We noticed a few limitations of the piecewise helical model. First, we use BIC to select the number of helixes, but assume that all helixes within the same helical curve are of equal size. In theory, we can treat the helix boundary points as unknown parameters. Statistical inference of the number of helixes and helix boundary points can be formulated into the change point estimation problem. However, such model is over-parameterized, and results are usually unstable. Second, in the piecewise helical model, we use piecewise constant functions to model curvature and torsion changes. But for an arbitrary 3D curve, they can be any continuous functions. It is possible to model curvature and torsion functions by smoothing spline functions, which may result in a much higher computational cost. Modeling 3D chromosomal structure via an arbitrary continuous curve clearly deserves further effort in the future research.

Although local chromatin folding, especially within TADs, can be very stable. This assumption may not be true for modelling the 3D structure of the whole chromosome in the cell population. The whole chromosome, especially the euchromatin/open chromatin regions are highly dynamic, and it is unclear that whether the cell population contains one dominant structure or multiple distinct 3D chromosomal structures with comparable mixture proportions among the entire cell population. In another on-going project of our group, we proposed to use a mixture of piecewise helical model to characterize the structure variability of the whole chromosome, and hope to report the results in possible future publication.

Biographies

Rongrong Zhang is currently a Ph.D. candidate in the Department of Statistics at Purdue University.

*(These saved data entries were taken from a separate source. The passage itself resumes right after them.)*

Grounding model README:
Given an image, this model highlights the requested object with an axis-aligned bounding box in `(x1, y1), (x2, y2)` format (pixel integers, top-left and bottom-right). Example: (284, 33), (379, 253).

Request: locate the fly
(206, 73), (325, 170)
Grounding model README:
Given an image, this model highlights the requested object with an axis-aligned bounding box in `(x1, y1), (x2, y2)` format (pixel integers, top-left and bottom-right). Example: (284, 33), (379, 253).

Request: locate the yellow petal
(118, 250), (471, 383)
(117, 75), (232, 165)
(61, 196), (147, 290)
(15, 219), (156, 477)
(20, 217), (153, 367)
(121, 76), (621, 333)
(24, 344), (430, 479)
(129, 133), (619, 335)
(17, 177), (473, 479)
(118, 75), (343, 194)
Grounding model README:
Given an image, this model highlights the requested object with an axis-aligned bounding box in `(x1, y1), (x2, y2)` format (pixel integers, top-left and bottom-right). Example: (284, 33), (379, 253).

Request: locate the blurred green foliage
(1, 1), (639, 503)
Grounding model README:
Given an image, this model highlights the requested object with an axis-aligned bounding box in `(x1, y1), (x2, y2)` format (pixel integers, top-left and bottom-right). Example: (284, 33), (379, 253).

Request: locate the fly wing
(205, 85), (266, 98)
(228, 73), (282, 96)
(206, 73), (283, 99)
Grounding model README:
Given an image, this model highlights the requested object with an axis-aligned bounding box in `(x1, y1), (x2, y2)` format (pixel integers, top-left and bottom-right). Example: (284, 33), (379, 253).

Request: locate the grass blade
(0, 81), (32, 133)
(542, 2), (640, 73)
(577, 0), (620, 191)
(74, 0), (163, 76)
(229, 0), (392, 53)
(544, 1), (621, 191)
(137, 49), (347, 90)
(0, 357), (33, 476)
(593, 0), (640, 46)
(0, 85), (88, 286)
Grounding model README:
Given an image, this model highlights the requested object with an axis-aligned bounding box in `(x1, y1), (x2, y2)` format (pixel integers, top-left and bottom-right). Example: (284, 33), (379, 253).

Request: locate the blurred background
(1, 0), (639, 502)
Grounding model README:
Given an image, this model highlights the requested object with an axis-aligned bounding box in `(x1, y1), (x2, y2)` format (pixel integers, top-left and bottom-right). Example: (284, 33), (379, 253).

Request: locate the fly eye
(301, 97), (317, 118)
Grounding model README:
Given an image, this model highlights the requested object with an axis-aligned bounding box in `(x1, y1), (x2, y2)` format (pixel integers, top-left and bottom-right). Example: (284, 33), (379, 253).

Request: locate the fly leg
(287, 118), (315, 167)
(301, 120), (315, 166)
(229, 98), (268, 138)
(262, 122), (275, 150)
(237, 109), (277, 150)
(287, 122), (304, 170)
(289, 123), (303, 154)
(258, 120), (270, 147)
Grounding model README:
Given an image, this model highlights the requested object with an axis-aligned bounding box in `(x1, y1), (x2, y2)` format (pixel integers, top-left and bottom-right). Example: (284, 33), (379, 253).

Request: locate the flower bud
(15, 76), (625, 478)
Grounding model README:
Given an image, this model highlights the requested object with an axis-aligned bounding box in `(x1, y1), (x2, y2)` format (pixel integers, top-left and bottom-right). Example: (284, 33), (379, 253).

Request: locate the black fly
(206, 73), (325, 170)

Ming Hu received the Ph.D. degree in Biostatistics from University of Michigan, Ann Arbor, Michigan in 2010. He is currently an assistant staff of Department of Quantitative Health Sciences, Lerner Research Institute, Cleveland Clinic Foundation. His main research interests include the development of Bayesian statistical methodologies and efficient computational tools for genomic and biomedical research.

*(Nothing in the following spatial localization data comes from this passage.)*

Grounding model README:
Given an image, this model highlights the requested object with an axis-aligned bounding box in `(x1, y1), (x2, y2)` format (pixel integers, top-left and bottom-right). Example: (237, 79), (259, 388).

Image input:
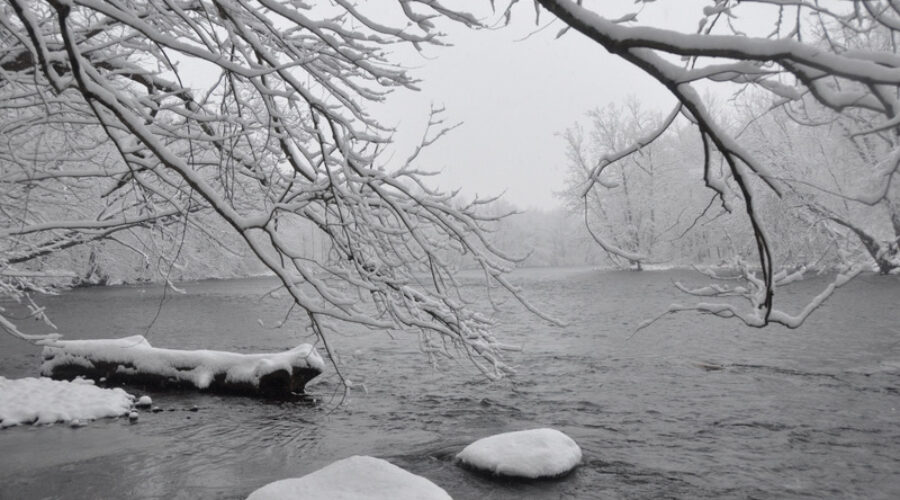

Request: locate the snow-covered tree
(5, 0), (900, 381)
(533, 0), (900, 328)
(560, 99), (704, 270)
(0, 1), (559, 378)
(737, 96), (899, 275)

Yu Zhu received the Ph.D. degree in Statistics from University of Michigan, Ann Arbor, Michigan in 2000. He is currently a professor of statistics with the Department of Statistics, Purdue University, and with the Center for Statistical Science, the Department of Industrial Engineering, Tsinghua University, Beijing, China. His main research interests include dimension reduction and variable selection for high dimensional data analysis, statistical bioinformatics and next generation sequencing technologies, design and analysis of experiments, theoretical and computational statistics.

Zhaohui Qin received the Ph.D. degree in Statistics from University of Michigan, Ann Arbor, Michigan in 2000. He is currently an associate professor of biostatistics and bioinformatics with the Department of Biostatistics and Bioinformatics, Rollins School of Public Health, Emory University. His main research interests include developing and evaluating model-based methods to analyze genetics and genomics data, in particular, next generation sequencing data

Ke Deng received the Ph.D. degree in Statistics from Peking University, Beijing, China in 2008. He is currently an Associate professor of statistics with the Center for Statistical Science, the Department of Industrial Engineering, Tsinghua University, Beijing, China. His main research interests include Bayesian methodologies, sequential Monte Carlo, bioinformatics, statistical genetics, text mining, network tomography and social sciences.

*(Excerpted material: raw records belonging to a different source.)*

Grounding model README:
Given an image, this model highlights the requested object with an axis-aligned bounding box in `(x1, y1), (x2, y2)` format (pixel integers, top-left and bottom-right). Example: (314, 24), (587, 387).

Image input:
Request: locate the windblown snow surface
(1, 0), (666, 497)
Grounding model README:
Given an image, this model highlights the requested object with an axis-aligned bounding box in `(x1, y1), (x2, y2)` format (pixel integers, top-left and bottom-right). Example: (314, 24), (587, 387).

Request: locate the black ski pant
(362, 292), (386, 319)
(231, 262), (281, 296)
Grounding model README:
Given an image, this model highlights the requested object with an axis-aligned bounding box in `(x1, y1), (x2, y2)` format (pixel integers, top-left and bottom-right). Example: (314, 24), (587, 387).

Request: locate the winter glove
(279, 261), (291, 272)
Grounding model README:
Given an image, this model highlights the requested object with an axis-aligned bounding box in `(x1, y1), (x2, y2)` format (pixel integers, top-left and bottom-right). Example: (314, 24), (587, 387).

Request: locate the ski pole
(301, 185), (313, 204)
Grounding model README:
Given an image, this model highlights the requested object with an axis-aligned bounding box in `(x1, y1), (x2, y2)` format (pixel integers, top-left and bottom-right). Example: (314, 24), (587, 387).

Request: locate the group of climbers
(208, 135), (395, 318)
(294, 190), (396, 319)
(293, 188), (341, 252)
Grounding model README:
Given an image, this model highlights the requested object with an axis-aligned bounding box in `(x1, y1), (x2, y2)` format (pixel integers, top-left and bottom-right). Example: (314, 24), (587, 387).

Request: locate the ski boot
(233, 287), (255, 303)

Jun S. Liu received the Ph.D. degree in Statistics from Chicago University, Chicago, Illinois in 1991. He is currently a professor of statistics with the Department of Statistics, Harvard University. He received the COPSS Presidents’ Award in 2002. He was an IMS Medallion Lecturer in 2002 and a Bernoulli Lecturer in 2004. He was elected a fellow of the Institute of Mathematical Statistics in 2004 and of the American Statistical Association in 2005. His main research interests include Bayesian methodology, computational biology and bioinformatics.